What additional steps can you take, beyond those that are obvious, to keep your ecommerce site running? Let’s dispel some myths, focus on what is possible and practical, and offer some advice.
It’s a lie: No one offers 99.99% uptime
First, we need a definition of ‘running’. We call this ‘uptime’. But there are varying degrees of ‘up’ and ‘down’. Someone who offers cloud infrastructure storage can say that they can deliver 99.xx% uptime with confidence; it is easier to keep one product running (storage) than several. Keeping an entire ecommerce site up is more complicated, because there are so many moving parts.
Would you consider the system up or down if?
- Certain applications do not work, but others do. For example, you can add items to the shopping cart and arrange shipping. However, the payment mechanism does not work, because there is something wrong with the credit card processor that you work with.
- The load balancing feature is not working, so some users see error 500. The load balancer is supposed to mark such web servers as offline, but that does not always work.
- There is extreme latency.
- Planned maintenance. Obviously that is downtime.
Insist on a hosting provider who offers 99.9% uptime
We just said no application can be up 99.9% of the time, but your hosting provider should be able to keep their infrastructure running 99.9% of the time. They are responsible, as we said, for keeping virtual machines, networking, and storage running. Of course something can still go wrong with that. In any storage and virtualization operation, with hundreds or thousands of disks and servers, at least one of them will be down at any given time. But failover mechanisms should ensure that this does not affect your storage and servers. If the company is properly managing that then they could perhaps deliver on what they promise.

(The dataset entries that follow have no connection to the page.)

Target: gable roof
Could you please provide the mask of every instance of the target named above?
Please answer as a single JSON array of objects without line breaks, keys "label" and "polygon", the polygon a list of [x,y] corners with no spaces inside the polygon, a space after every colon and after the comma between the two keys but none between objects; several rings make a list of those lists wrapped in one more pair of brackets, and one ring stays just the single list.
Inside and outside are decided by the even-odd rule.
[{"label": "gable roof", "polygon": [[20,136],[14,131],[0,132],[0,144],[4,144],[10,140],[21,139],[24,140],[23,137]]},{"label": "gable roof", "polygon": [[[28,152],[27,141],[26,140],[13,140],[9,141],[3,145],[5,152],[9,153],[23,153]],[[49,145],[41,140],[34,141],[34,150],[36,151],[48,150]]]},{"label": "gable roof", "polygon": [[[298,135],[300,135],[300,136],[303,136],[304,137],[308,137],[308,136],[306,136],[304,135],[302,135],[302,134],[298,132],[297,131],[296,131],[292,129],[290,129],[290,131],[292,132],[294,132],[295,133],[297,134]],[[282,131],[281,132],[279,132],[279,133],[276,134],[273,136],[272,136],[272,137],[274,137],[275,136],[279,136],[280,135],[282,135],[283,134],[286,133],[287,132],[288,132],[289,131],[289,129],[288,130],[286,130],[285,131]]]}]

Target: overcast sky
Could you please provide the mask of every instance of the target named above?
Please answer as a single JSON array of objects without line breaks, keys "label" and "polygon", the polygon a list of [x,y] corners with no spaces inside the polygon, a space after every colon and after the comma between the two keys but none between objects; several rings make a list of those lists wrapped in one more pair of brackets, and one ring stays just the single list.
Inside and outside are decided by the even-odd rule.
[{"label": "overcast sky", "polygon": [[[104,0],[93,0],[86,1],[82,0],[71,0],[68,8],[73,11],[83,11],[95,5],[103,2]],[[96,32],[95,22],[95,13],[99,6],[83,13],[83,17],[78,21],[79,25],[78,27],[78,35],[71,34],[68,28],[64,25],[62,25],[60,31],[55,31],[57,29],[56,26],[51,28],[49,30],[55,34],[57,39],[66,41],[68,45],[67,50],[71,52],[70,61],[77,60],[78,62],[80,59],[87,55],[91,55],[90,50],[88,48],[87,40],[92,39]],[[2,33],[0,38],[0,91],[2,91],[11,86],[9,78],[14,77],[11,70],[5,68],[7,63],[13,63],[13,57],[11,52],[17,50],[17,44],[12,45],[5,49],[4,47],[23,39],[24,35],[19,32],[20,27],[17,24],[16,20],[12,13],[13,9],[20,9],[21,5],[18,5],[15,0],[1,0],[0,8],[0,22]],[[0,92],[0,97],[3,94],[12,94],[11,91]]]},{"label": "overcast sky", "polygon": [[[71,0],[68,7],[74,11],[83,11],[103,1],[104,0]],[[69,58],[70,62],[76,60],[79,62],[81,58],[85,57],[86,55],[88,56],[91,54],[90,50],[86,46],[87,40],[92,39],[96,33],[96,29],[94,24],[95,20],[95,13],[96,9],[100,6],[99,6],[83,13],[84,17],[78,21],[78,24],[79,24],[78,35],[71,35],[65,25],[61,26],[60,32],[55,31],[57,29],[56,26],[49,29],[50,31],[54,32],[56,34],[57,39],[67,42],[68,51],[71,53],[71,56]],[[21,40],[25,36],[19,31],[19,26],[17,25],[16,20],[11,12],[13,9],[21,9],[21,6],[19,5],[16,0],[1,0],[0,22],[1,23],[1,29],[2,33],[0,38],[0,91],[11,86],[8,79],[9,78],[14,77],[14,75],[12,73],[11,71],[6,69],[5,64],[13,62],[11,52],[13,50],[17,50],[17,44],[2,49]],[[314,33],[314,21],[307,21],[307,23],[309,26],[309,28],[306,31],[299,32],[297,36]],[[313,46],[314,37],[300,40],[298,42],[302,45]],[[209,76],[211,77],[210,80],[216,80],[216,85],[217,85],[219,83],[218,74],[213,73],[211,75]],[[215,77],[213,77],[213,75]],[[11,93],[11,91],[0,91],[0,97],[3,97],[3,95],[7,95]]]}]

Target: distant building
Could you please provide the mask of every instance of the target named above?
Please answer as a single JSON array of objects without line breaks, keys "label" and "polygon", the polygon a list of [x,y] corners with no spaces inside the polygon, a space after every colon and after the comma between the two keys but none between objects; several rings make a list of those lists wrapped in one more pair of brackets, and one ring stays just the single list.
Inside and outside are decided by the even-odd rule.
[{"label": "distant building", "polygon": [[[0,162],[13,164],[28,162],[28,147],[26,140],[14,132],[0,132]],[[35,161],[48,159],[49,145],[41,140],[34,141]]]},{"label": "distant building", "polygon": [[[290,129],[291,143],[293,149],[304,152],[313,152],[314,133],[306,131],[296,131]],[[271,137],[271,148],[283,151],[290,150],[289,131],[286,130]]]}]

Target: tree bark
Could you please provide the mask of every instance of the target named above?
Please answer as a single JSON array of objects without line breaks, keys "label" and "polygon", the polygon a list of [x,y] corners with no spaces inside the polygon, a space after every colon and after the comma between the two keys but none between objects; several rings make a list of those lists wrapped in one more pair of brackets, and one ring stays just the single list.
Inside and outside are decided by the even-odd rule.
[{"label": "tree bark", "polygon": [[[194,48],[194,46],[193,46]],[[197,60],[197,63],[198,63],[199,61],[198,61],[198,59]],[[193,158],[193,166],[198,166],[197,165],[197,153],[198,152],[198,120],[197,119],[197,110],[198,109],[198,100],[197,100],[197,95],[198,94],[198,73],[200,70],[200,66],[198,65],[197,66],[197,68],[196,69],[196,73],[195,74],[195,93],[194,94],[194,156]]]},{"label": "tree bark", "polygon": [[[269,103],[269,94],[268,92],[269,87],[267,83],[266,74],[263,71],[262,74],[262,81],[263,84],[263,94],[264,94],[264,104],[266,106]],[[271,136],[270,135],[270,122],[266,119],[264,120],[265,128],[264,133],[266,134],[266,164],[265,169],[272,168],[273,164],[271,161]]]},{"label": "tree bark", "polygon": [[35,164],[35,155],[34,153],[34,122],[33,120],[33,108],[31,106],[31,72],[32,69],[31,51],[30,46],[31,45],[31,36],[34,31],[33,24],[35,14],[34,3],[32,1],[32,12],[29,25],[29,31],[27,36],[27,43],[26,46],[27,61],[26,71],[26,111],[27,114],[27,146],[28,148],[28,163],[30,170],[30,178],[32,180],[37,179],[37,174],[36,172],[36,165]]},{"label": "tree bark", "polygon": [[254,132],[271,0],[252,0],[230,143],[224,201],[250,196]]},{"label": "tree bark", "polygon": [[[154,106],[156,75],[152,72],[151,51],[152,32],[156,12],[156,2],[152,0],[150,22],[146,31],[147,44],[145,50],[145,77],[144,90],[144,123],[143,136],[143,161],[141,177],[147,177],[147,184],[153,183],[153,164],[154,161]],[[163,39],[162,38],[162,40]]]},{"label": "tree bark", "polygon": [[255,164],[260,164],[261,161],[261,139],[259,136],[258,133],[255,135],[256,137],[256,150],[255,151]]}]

Google Cloud Storage says that they offer an average monthly uptime of ≥ 99.0% or 99.9% depending on which products you select. If they do not meet that target, they issue you a refund in the form of credits. If they can provide 99.0% uptime, they are saying they will be down no more than 14 minutes per month.
That is a level that you can live with. That is not likely to affect your customers too much, as they are likely to have that amount of problems with their internet connection (ISP) alone.
The best way to make sure your entire application is working is to use synthetic monitoring.
Synthetic monitoring means creating a fake user account and using that account to exercise all or the most important the functions in your application. This is different than tracking real users for issues related to latency. This reveals errors that the logs might not.
A synthetic user mimics a real user by entering transactions all the way from login; browse products; add items to the shopping cart; accept credit cards, gift cards, and loyalty cards; process returns; and arrange shipping.
There is one issue. If you do that, it is going to upset your inventory management, accounting systems, and bank: you are generating cash flow and creating replenishment orders when no inventory has actually gone out the door. So some care must be given to how to design these transactions, so that everyone knows these are not actual orders.
The biggest threat to downtime is security issues. No one wants to lose 110 million credit cards like Target did. Among the companies that have lost customer data in the last two years are Neiman Marcus, Twitter, LinkedIn, and Forbes magazine. Probably the best way to prevent this is to contract with white-hat hackers, like the Knowledge Consulting Group, to probe your system for security weaknesses.
You should reengage them each time you make a major upgrade, so they can check your system again, because upgrades open up new security issues. You could also monitor Microsoft and other security alerts. These reports show newly discovered security issues in applications that hackers can exploit.
You can also signup for a service like StopTheHacker.com (recently acquired by CloudFlare). They probe your site using hacking techniques they know about and let you know of weaknesses. They check for things like wrong permission set on a directory, the ability to do SQL injection, malware in your environment (if you give them access to your environment), and let you know if someone is using your domain for phishing attacks.
Companies like Dyn and Prolexic offer the ability to greatly scale up your infrastructure when you are under a DDOS (distributed denial of service attack). They do this by redirecting your web traffic to their massive server farms so that your site keeps on running when you are under attack. If you have high visibility, are in a country where there is some kind of civil unrest, or sell something not everyone approves of, you might need this kind of threat mitigation service.
You can also use CloudFlare´s service. They route your traffic through their different routers around the world. You update your DNS records to route traffic through their infrastructure, and they route the traffic in a manner that results in the lowest possible latency. They also they keep track of who is operating botnets and who is spamming sites and they take measures to keep that away from your site. Like Prolexic and Dyn, they also help mitigate DDOS attacks.
Communicate scheduled downtime clearly
Some sites never take scheduled maintenance. But if you are not as sophisticated and large as, say, eBay, you probably cannot avoid that. You can list prominently on your page when you will be down for maintenance, so that your best customers will be informed in advance. That keeps customer relations good.
These are just some of the ways you can focus on keeping the lights on and engines running, so that your application is available for your customers when they need it. There will always be outages, security issues, and problems with the network. The best defense is to plan for that: improve monitoring to head off these problems early, before your customers drop your service because of frustration with your site.